But You're Dirty
Tuesday, November 2, 2010 at 12:42AM

Uh oh! A lightening storm. Shucks, I have no clue what I am supposed to do when camping in the middle of a storm. It's lashing rain outside so there is no chance of me getting out of the tent. The lightening had charged me with enough adrenaline such that there is no chance of me falling back to sleep either. I guess, I'll just have to wait it out watching some Dexter on the laptop.

Of course, all of the above was wrong. I should have gotten out of the tent, I should not have been lying prone on the ground and I should not have been playing with electronics. Thankfully I was in the lee of a mountain-side with trees nearby such that I was unlikely to be a target. However, it is very discomforting not knowing what to do in the force of nature, especially as the lightening bolts were within a mile.

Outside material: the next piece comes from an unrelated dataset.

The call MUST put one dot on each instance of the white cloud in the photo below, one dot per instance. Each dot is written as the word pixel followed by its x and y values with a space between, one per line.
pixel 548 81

I had no idea what way the storm was moving from inside the tent but lightening jumps around and can change its point of contact over six miles at a time. I was frustrated, not just because my ride was delayed but because common sense was not yielding me any answers on this one. Normally I trust that my instinct will tell me the correct course of action but in this case I was coming up a blank. I hate feeling at the mercy of mother nature, I have been conquering her with my bike but only because she lets me.

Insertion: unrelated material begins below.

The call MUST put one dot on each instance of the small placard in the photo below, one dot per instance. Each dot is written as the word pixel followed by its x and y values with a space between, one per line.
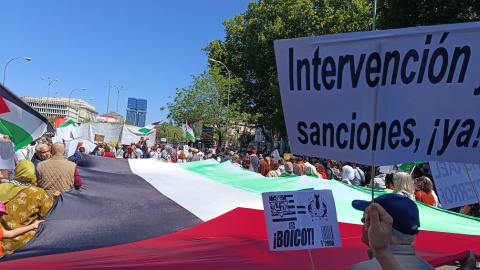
pixel 99 138
pixel 7 160
pixel 304 219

The storm subsided and so I made a dash for it packing up my wet tent. The sky was still gloomy and I had the uphill single-track of Lava Mountain to climb. Wet weather at altitude in the mountains can quickly turn hypothermic, so it's very important to stay alert at all times. You need to keep asking yourself how you feel to make sure that your senses remain keen and that your judgement doesn't become clouded. There is an imaginary line that one has to heed and it is very important not to step over it, particularly when riding solo in the middle of nowhere out of cell coverage when nobody knows where you are. Feeling soaked, having numb fingers and being hungry are fine to a point but you need to stay on top of the situation especially when you don't know what way the route is. When the clouds are racing as fast as they were one can not rely on the weather improving. One needs to think of blue skies and the sun hitting the nape of your neck to stay positive but it is also important to consider what you will do if conditions get worse. There was an alternate route but I decided to stick to the race route out of curiosity.

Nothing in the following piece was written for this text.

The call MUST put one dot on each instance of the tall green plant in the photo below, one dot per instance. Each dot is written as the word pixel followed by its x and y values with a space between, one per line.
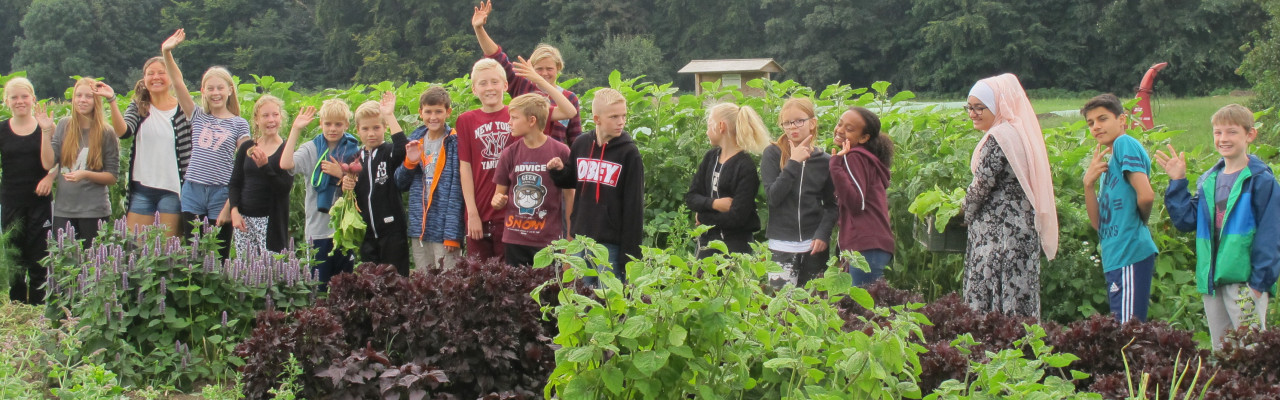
pixel 707 328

Inevitably the route required an awful lot of patience, 8kms of walking and pushing the bike kind of patience to be precise. The trail up and down Lava Mountain was extremely difficult for a loaded bike. When I eventually ended up on some sort of road it was in fact closed to traffic. It was a mining road and the weather had turned it into an awful state. Dirt was flying everywhere as I tried to descend on this but I had to be really careful as huge mining trucks were on this narrow stretch. These truckers would not have been expecting a cyclist at this time of year or in this weather. The trucks had already ripped the road apart and with the rainfall the mud was like slurry and made braking difficult. Thus, as soon as I heard a truck I had to duck for cover as there wasn't room for both of us on the same road. It was a total mud-bath and now the rain was picking up again. My spirit and clothes can repel the elements for so long but there is only so much one can do. I was getting wetter and wetter and as I was descending, colder and colder. I managed to slip past the truckers and mines such that I had the road to myself again. Finally, I arrived at the small town of Basin, my intended half-way point for the day, a lot wetter and later than I had planned. There was no way I could camp in this weather so I pulled into the pub asking where I could spend a night. Thankfully there was a B&B in this tiny artists' enclave of a town and so I made my way there, hoping that my mud-wrestler look would not be turned away.

"But you're dirty" Diane said. Thankfully, she saw through the mud to my shell-shocked eyes, eyes which suggested that I had just come out of the trenches. I managed to secure a bed at a discounted rate and was very gracious for the good fortune of stumbling into a nice B&B with a generous and helpful host in such a tiny town. The truth is that it was silly of me to bike that day. The forecast was for the wet weather to clear a day later but in my rush to get south I decided to ride it out. It made no difference; what I gained in miles I lost in time trying to clean the crud from my bike and clothes.

Bring on the sunshine, I'm not sure how long I can battle this weather.